How do you find a missing train…?

Gare du Nord
GARE DU NORD
©2002 Felice Panagrosso
Pen and Ink on Paper
50 x 65 centimeters

This is the time of year when people really start traveling in France. The two week school vacation for Parisian children has just ended, and the May holidays are still to come.  Train stations and airports have been busy with families going to the north and west coasts, and the south of France, or to other parts of Europe.  In a month or two the school trips for springtime will begin.  College students will be returning from abroad, being met at airports and railway stations.  Then come the summer vacations.

This is the Gare du Nord, in Paris, the busiest train station in Europe, and in fact the busiest train station in the world, outside of Japan.  It is one of six large train stations that serve Paris, connecting inter-city trains, suburban trains, and the Paris metro lines.

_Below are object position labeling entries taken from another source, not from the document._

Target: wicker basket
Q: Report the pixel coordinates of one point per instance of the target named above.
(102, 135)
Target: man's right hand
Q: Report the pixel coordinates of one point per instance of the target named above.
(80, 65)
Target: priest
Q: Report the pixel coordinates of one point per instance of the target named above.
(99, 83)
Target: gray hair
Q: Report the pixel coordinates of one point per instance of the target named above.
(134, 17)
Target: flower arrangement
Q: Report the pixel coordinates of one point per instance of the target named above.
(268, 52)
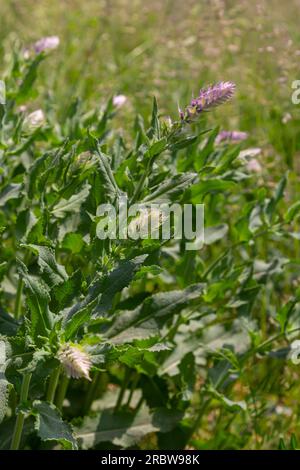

Claude Monet painted the Paris train stations.  He painted a series of paintings of the Gare St-Lazare, at least one of which you can see in the Musee D’Orsay.  He was interested in the changing light, the colors, the smoke and steam from the railway engines and early morning mist.  Unlike the steam engines of Monet’s time, the high-speed trains in my drawing above produce no smoke.  In this drawing of the Gare du Nord I focused on the line and structure of the station, in contrast to the movement of the crowds of people moving from place to place.